Key Words: metabolic assessment, mental retardation
Introduction
Mental retardation is defined by American Association of Mental retardation (AAMR)(1) as it is a disability characterized by significant limitations both in intellectual functioning and in adaptive behavior as expressed in conceptual, social, and practical adaptive skills. This disability originates before age 18 years.
Mental retardation (MR) is a common problem in Pediatrics with a reported frequency of about 2-3%(2).
The severity of mental retardation has been based on the IQ score, (I.Q score of below 70) the various groups as per the WHO classification are –Mild (IQ 55-69); Moderate (IQ 40-54); Severe (IQ 25-39) and Profound (IQ below 25)(3)
Mental Retardation is a condition with varying etiology. It may have genetic or non-genetic (environmental) origin(3)
Genetic causes of MR are broadly classified by Kumta(4) into:
1. Single gene disorders including all the inborn errors of metabolism.
2. Chromosomal disorders.
3. Multifactorial in origin.
Mental Retardation can be due to static or progressive encephalopathy. Progressive encephalopathy is where the child loses already acquired milestones and regresses from the higher level of CNS functioning to a lower level. It is due to neurodegenerative disorders which are very often metabolic in origin(4).
Inborn errors of metabolism (IEM) are a heterogeneous group of disorders caused by single gene defect which may manifest immediately after birth or within few days or weeks after birth(5).
Most of the IEM result from defects in any of the key enzymes of various metabolic pathways, leading to accumulation of compounds which follow an alternative pathway of metabolism, resulting in the production of toxic metabolites and deficiency of biologically important compounds(6).
Individually, IEM present variable incidences, but as a whole, they present a cumulative frequency of 1:500 newborns(7) among children with mental retardation it was reported that 5.75% of them were due to inherited metabolic disorders(8).
Most IEM are inherited as autosomal recessive traits. Hence a history of parental consanguinity and/or sibling deaths should increase the suspicion of IEM. IEM causing clinical manifestations in the neonatal period are usually severe and often lethal(9).

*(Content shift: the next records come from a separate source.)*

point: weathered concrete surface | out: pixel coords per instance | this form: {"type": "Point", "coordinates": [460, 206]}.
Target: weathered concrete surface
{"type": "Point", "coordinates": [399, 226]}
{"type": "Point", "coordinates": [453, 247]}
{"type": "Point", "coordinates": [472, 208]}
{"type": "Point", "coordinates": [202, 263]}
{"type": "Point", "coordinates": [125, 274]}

Early diagnosis of IEM is very important since the condition is rapidly progressive and results into irreversible damage in early childhood. It also helps in initiating the treatment in the earlier stages of development as it will be more effective and will improve the outcome at a later stage. The most important aspect of early diagnosis is that, genetic counseling(9).

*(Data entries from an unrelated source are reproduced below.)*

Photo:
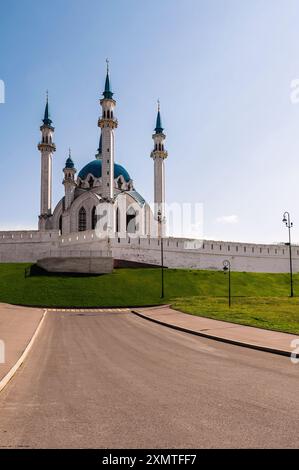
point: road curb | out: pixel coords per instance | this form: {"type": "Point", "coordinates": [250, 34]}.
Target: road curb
{"type": "Point", "coordinates": [20, 361]}
{"type": "Point", "coordinates": [257, 347]}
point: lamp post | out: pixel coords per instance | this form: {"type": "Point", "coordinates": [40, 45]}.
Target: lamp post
{"type": "Point", "coordinates": [161, 220]}
{"type": "Point", "coordinates": [287, 221]}
{"type": "Point", "coordinates": [226, 268]}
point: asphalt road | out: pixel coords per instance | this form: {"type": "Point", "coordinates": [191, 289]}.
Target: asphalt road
{"type": "Point", "coordinates": [115, 380]}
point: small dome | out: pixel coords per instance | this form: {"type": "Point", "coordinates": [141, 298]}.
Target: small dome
{"type": "Point", "coordinates": [95, 168]}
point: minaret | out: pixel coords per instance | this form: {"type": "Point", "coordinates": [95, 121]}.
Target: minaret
{"type": "Point", "coordinates": [107, 123]}
{"type": "Point", "coordinates": [69, 181]}
{"type": "Point", "coordinates": [47, 148]}
{"type": "Point", "coordinates": [158, 155]}
{"type": "Point", "coordinates": [99, 151]}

Early diagnosis of the condition by various laboratory tests and initiation of prompt therapy is very much essential in order to prevent lethal complications which are irreversible. Various simple preliminary laboratory tests can aid in diagnosis of IEM which can be further confirmed by advanced diagnostic techniques(8).
The aim of this study is to detect inborn error of metabolism by simple method such as urine metabolic screening tests or paper chromatography that will improve outcome and quality of life through appropriate intervention and treatment.